М-ль де Перси рассказывала так, словно вновь переживала пережитое. Аббат и барон затаили дыхание.

– О, этот миг! – выдохнула она. – Страшный миг, когда ты должен разбить стекло, зная, что погибнешь, если звякнет хоть один осколок! Часовой в синей накидке, с ружьем наперевес лениво расхаживал вдоль ворот, как причетник по церкви во время вечерни. Последний неверный луч луны, которая через час должна была стать похожа на котел с холодной кашей и тем самым сослужить нам последнюю службу, падал прямо в лицо караульному, мешая ему разглядеть наши подвижные тени в неподвижной тени домов.

«Караульного беру на себя», – прошептал Жюст Лебретон господину Жаку, прыгнул вперед, сгреб в охапку накидку, ружье, солдата и скрылся со своей ношей под воротами тюрьмы, очистив нам проход. Не знаю уж, как такое удалось этому дьяволу Жюсту, только часовой даже не пикнул.

«Он снял его, – пояснил господин Жак. – Ну, господа, наш черед.
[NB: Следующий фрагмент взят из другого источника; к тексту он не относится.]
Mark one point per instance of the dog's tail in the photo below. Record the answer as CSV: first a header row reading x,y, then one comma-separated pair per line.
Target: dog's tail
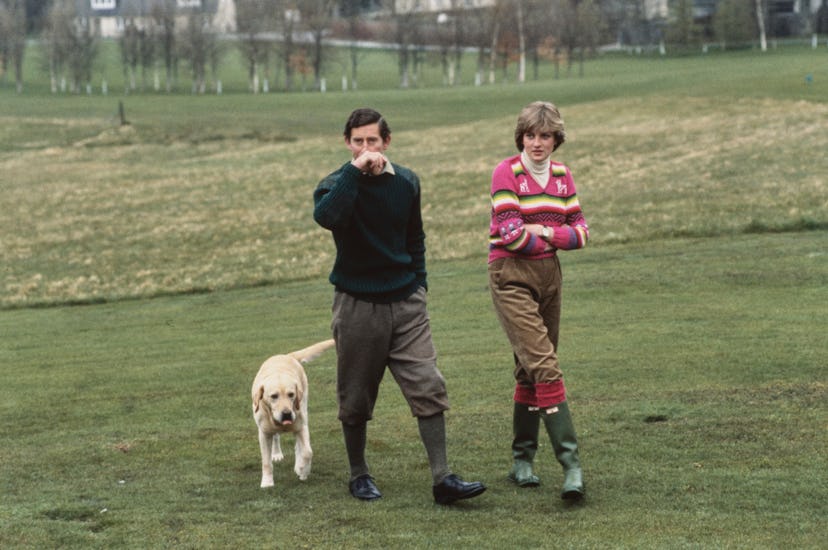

Пошли!»

И мы, прижимаясь друг к другу, как зерна четок, втянулись под ворота, расчищенные для нас Жюстом, а затем проникли в первый двор тюрьмы.

Двор представлял собой идеально правильный круг, и внутренняя его ограда напоминала монастырскую: низенькие аркады, приземистые столбы. Там не было ни души. Куда исчез Жюст? Мы окинули взглядом черные аркады и ничего не обнаружили между белыми столбами, под которые Лебретон, видимо, уволок заколотого часового. Ну да ладно, он нас найдет, подумали мы, бегом пересекли второй двор, столь же безлюдный, что первый, и одним духом достигли тюрьмы в глубине третьего. О, двигались мы быстро! Нам упиралось в спину копье необходимости! Мы увидели огонек, плясавший в зданьице, пристроенном к тюрьме спереди и напоминавшем собой то, что на языке фортификации называется кордегардией. Тюремщик еще не ложился. Он оказался не из того теста, что энергическая Хоксон в Авранше с ее отчаявшейся и неумолимой душой: он был всего лишь скотиной в красном колпаке и в перерывах между своими надзирательскими обязанностями чинил горожанам обувь. На тот день пришлась декада,[376]376
  Последний, выходной день десятидневной недели по республиканскому календарю, просуществовавшему с 5 октября 1793-го по 1 января 1806 г.


[Закрыть]
завтра он должен был вернуть заказы клиентам и поэтому бодрствовал. Жена его и дочь, девочка лет тринадцати, спали в чем-то вроде чулана на антресоли, куда забирались по приставной лестнице. Мы разглядели все это через грязное окно, которое освещалось грязным чадным светом висевшей на стене лампы. Мы не стали предупреждать хозяина, вызывать его, стучаться к нему; движимые необходимостью действовать на манер ядра, как выразился господин Жак, мы взметнули наши карабины, разом грохнули в дверь одиннадцатью прикладами, сорвали ее с петель и молнией обрушились на хозяина; он рухнул наземь, был поднят на ноги, схвачен за шиворот двумя сильными руками и под ножом, приставленным к сердцу, услышал приказ отдать ключи и вести нас к Детушу. Вы же знаете, господин де Фьердра, о шуанах ходила – и подчас заслуженно – недобрая слава. Их всегда видели как бы в отвратительных отблесках огня, который они разводили под ногами у синих. Перепуганное общественное мнение перенесло на них один из атрибутов бесов – их называли поджаривателями. Мы воспользовались своей дурной репутацией для устрашения несчастного, попавшего нам в руки, и Кампион, с его лохматыми бровями и жуткой физиономией, пригрозил, что, если тюремщик вздумает сопротивляться, он будет поджарен, как кабанчик со скотного двора. Тюремщик не стал сопротивляться. Он совершенно раскис и побелел от неожиданности и страха, идиотского страха. Он отдал ключи и, подхваченный двумя нашими, отвел нас в одиночку Детуша. Жену его и дочь, полумертвых от испуга, оставили в чулане, но, чтобы они не спустились и не подняли тревогу, лестницу опрокинули. Ужас сковал им язык. Они не закричали, но и подними они шум – мы не забеспокоились бы. Стены в тюрьме были толстые. Ее окружали три двора, и все три были пустынны. Криков никто бы не услышал.